Y cuando triunfasen, el Emir, como lo llamaban sus seguidores, sería el nuevo mahdí, el árbitro final del movimiento islámico mundial. Pensaba lidiar con las disputas intrarreligiosas (por ejemplo, sunnitas contra chiítas) mediante una fatwa o pronunciamiento religioso de amplios alcances que llamara a la tolerancia. Ello les parecería admirable incluso a sus enemigos. Al fin y al cabo ¿no había una centena o más de sectas cristianas que habían prácticamente terminado con sus disputas internas? Hasta podía reservarse la posibilidad de ser tolerante hacia los judíos, aunque debía ahorrarse esa jugada para sus últimos años, una vez que ya estuviese establecido en la sede de su poder, probablemente un palacio de adecuada humildad en las afueras de la ciudad de La Meca. La humildad era una virtud útil para la cabeza de un movimiento religioso, pues como había afirmado el pagano Tucídides, antes incluso del Profeta, entre todas las manifestaciones de poder, la que más impresiona a los hombres es la mesura.

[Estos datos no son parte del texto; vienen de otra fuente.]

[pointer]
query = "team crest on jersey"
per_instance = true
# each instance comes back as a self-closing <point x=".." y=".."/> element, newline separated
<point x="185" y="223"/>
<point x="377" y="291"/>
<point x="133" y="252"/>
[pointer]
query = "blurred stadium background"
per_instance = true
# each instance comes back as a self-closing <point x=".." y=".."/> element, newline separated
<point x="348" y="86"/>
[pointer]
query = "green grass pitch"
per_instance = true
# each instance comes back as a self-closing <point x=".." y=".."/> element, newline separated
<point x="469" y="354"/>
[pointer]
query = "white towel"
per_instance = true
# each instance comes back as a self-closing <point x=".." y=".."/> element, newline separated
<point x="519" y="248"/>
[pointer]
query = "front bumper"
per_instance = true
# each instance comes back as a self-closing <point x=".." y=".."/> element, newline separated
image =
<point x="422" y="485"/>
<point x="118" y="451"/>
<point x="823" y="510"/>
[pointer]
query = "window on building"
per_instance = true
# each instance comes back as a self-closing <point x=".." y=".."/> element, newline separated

Ése era su mayor desafío, lo que quería lograr. Requeriría tiempo y paciencia, y su éxito no estaba garantizado. Era una pena que tuviera que valerse de fanáticos, cada uno de los cuales tenía su propio cerebro y sus propias y decididas opiniones. Era concebible que tales personas se rebelaran y pretendieran reemplazado con conceptos religiosos propios. Tal vez hasta creyeran en sus propias ideas -tal vez eran verdaderos fanáticos, como lo fue el propio profeta Mahoma, pero Mahoma, la bendición y la paz sean con él, había sido el más honorable de los hombres, y había combatido buena y honorablemente contra los paganos idólatras, mientras que sus esfuerzos se dirigían en particular a la comunidad de los Creyentes. ¿Era él, entonces, un hombre honorable? Una pregunta difícil. ¿Pero no necesitaba el Islam ser incorporado al mundo moderno, salir de la prisión de lo antiguo? ¿Quería Alá que quienes creían en El permanecieran para siempre en el siglo VII? Ciertamente no. Alguna vez, el Islam fue el centro de la erudición humana, una religión evolucionada y estudiosa que, desgraciadamente, había perdido el rumbo de la mano del gran Jan, y luego había sido oprimida por los infieles de Occidente. El Emir creía en el Santo Corán y en las enseñanzas de los imanes, pero no era ciego al mundo que lo rodeaba. Tampoco lo era a los hechos de la existencia humana. Quienes tenían poder, lo guardaban celosamente, y eso poco tenía que ver con la religión, porque el poder era una droga en sí mismo. y la gente necesitaba algo -o mejór alguien- para seguir si es que quería evolucionar. La libertad, según la idea europea y estadounidense, era demasiado caótica -también había aprendido eso en Hyde Park Comer. Tenía que haber orden. y él era el adecuado para proveerlo.